How’s that headache? With the bubonic plague, headaches kinda sneak up on you, then BAM! A pounding headache like you wouldn’t believe. And the buboes. Oh, god, it’s painful. You can’t even move or speak after Day 1. Sometimes you don’t get a headache. Sometimes you remain asymptomatic, then all of a sudden you get dizzy, fall down and turn black, and start puking blood. Not sweating yet? But you’re feeling a bit queasy, right? That’s a sign, too. It’s happening.

How’s your skin color? Your tongue turns black first. Check your tongue. Hands mottled? It’s starting. If you haven’t called a doctor by now, you better start making calls and say goodbye before you start seating blood. Blood comes out of every orifice.
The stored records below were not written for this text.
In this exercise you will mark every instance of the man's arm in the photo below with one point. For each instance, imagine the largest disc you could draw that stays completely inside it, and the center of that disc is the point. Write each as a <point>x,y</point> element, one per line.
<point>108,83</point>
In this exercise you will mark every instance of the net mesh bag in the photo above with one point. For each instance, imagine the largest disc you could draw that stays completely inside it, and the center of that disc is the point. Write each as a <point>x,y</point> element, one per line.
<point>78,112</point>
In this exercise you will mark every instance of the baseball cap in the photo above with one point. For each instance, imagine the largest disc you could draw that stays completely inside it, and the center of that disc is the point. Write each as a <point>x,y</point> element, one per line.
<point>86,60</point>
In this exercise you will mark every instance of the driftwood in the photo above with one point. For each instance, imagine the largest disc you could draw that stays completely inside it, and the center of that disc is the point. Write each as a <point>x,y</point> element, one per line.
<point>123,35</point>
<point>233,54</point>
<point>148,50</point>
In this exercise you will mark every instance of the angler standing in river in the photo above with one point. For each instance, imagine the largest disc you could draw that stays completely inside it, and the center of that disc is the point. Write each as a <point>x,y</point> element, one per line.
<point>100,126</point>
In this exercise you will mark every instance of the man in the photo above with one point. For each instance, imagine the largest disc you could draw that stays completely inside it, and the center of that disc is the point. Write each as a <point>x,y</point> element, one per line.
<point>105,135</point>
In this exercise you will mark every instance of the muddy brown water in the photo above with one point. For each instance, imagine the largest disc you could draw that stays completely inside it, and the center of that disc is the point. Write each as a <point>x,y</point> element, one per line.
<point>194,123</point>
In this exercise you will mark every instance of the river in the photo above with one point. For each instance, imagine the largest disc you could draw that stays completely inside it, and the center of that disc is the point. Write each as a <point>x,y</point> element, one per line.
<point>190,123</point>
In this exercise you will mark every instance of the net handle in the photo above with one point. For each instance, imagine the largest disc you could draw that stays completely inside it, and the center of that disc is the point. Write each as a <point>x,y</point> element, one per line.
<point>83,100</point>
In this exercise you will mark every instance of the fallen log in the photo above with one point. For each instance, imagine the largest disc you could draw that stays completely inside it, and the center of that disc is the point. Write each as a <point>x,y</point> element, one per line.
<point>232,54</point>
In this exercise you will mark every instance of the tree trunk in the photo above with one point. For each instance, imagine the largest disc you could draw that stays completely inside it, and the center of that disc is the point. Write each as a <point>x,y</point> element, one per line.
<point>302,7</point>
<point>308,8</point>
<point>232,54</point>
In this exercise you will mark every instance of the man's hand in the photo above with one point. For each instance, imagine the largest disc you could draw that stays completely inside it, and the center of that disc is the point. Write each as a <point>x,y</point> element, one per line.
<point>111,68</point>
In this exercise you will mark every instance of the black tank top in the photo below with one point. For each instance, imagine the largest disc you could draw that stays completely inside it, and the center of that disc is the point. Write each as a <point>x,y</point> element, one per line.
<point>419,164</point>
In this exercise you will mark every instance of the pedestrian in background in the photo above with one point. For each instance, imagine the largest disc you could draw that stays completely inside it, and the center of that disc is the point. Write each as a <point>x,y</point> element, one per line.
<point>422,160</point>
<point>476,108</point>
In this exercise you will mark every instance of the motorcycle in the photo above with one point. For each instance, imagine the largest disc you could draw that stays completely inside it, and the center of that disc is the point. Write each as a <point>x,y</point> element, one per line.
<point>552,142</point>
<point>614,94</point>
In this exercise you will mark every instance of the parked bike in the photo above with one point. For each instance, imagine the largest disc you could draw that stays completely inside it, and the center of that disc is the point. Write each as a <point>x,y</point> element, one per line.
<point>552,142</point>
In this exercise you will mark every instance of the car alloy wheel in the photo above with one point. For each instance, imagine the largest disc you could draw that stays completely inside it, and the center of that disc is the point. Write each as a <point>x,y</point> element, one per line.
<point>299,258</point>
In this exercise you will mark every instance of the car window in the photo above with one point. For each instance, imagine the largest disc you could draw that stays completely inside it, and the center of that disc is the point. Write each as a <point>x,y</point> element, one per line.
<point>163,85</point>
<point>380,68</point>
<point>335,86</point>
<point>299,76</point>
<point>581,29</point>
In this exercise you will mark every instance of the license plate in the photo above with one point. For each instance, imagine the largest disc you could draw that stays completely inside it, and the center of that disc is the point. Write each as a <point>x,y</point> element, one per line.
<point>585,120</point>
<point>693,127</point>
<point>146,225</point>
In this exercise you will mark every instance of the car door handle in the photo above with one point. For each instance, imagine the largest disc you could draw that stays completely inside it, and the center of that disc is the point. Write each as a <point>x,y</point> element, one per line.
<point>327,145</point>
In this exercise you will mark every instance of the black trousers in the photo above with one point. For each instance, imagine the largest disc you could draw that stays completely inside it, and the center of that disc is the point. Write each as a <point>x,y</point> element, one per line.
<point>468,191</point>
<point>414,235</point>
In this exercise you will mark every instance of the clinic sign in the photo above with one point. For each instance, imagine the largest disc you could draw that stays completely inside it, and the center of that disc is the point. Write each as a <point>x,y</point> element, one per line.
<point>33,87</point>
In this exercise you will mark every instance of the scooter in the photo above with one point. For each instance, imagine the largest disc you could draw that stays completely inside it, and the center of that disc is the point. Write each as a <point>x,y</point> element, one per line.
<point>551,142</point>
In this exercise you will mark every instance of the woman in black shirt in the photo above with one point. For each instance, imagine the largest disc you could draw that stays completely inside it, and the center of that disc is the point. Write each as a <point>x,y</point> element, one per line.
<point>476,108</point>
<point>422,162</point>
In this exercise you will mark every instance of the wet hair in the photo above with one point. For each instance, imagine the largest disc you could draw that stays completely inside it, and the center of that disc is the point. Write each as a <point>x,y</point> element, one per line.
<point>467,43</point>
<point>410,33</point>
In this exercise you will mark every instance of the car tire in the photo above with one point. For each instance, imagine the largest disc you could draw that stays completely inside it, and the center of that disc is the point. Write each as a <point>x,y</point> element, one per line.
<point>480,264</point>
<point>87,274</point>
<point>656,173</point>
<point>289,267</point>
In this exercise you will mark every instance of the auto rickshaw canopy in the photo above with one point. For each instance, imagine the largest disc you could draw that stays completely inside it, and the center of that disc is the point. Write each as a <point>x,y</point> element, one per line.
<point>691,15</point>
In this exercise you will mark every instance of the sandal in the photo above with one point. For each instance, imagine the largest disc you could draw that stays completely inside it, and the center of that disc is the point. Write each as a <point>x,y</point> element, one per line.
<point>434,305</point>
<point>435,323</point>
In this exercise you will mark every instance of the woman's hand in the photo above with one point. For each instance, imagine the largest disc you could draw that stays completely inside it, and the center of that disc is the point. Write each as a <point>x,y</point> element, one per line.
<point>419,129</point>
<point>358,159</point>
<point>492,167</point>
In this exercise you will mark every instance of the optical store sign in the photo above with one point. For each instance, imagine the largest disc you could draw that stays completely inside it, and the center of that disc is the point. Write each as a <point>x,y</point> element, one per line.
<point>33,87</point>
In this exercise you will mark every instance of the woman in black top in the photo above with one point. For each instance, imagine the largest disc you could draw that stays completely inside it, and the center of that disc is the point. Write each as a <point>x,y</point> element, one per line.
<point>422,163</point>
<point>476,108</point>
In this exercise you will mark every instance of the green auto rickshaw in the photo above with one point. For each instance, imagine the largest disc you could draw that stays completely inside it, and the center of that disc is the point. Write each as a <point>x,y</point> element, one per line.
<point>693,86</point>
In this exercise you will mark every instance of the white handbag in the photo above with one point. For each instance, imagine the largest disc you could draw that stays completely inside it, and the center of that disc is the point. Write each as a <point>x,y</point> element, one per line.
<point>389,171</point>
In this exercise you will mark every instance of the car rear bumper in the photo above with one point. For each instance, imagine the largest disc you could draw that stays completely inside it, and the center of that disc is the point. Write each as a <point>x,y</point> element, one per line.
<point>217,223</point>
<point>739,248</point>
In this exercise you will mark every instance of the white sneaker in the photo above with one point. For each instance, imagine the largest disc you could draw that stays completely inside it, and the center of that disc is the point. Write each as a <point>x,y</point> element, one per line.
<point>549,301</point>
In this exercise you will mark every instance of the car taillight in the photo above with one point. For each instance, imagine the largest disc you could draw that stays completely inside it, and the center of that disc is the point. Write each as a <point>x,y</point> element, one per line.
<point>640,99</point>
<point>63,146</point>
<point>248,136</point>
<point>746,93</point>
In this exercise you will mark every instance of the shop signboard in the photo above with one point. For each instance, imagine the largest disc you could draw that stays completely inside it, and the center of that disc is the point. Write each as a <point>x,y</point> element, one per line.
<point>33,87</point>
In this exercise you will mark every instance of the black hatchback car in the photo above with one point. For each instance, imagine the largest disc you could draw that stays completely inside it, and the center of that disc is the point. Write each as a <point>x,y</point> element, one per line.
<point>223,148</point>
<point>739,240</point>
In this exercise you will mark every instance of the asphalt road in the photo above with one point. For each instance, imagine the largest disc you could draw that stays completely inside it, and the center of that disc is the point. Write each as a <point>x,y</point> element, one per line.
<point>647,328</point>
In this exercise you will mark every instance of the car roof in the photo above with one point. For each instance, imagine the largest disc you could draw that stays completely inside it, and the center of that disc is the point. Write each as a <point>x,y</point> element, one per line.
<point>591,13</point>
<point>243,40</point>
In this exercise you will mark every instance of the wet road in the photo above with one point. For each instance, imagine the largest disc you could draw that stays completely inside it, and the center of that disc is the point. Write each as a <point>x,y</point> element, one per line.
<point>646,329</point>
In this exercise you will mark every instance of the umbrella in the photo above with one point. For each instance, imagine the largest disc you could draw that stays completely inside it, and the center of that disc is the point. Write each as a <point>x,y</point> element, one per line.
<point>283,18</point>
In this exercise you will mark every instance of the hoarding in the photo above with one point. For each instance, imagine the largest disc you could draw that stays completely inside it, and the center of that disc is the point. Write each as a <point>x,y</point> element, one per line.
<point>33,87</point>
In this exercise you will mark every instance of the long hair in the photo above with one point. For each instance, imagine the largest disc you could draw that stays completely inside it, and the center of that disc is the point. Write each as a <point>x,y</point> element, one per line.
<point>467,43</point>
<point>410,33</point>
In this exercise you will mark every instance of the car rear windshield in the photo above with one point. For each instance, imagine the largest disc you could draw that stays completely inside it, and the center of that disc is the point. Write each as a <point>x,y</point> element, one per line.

The pain is horrendous. In the end, they beg to be taken. It’s a horrible death. Nostradamus advised hard liquor, if you’re not too occupied puking your guts out it didn’t do much for them. But they died happy. I read it in his journals. Or it could be the Hyderabad stain. Oh man, that’s bad. It’s so bad that that’s how they got named Hydera-bad. Hydera for the rabies. They thought it was rabies at first. But they were wrong, and it was too late. It was bad. Hyderabad.

Or it could be BEDBUGS!

Response moderated (Unhelpful)
Brian1946's avatar

It’s either bedbugs disguised as fleas or bugs that have infested mice beds. ;-o

JLeslie's avatar

Any chance you recently had a bouquet of flowers in the house? My sister thinks her bug problem was from flowers given to her, and I swear today she was given flowers, and we were going to bring them to my aunt. Once I was in the light three bugs that look like flees to me crawled out of the bouquet. I threw them in the trash.

canidmajor's avatar

@JLeslie, it was already established it was fleas, from mice in the crawl space.

tan253's avatar

So you got Flea bites, can you post a picture of your flea bites?! I do’t know know if i have bed bugs or fleas… thought I squashed a bed bug on the sofa but squashed it so fast I didn’t’ get to see the bug properly. I’m getting eaten all over and it’s driving me nuts, I think i’m going to lose the plot soon!

jca's avatar

@tan253: You should save the bug by putting clear tape on it and bringing it to an extermination place. They’ll take a look, under a microscope if necessary, and tell you what it is. IF you squish it, they can’t identify it.

janbb's avatar

Post pictures of your if you like and I’ll see if they looked like mine. Mine are mostly healed now.

tan253's avatar

UPDATE: They were not fleas and they were not bed BUGS – they were SANDFLIES!
Apparently I’d brought some home from the beach and then they died, I did squash a couple of sandflies now that I think about it – but how weird!
The exterminator said definitely no sign of bed bugs or fleas (not sure about that one) but i had been to the beach when the bites started so that must have been it!
Flip side – I have a tidy house!

tan253's avatar

I“m glad I didn’t see some of the responses above -I had a pounding headache for two days @Espiritus_Corvus!!!!!! Bloody hell! Trying to get a hypochondriac’s heart rate up!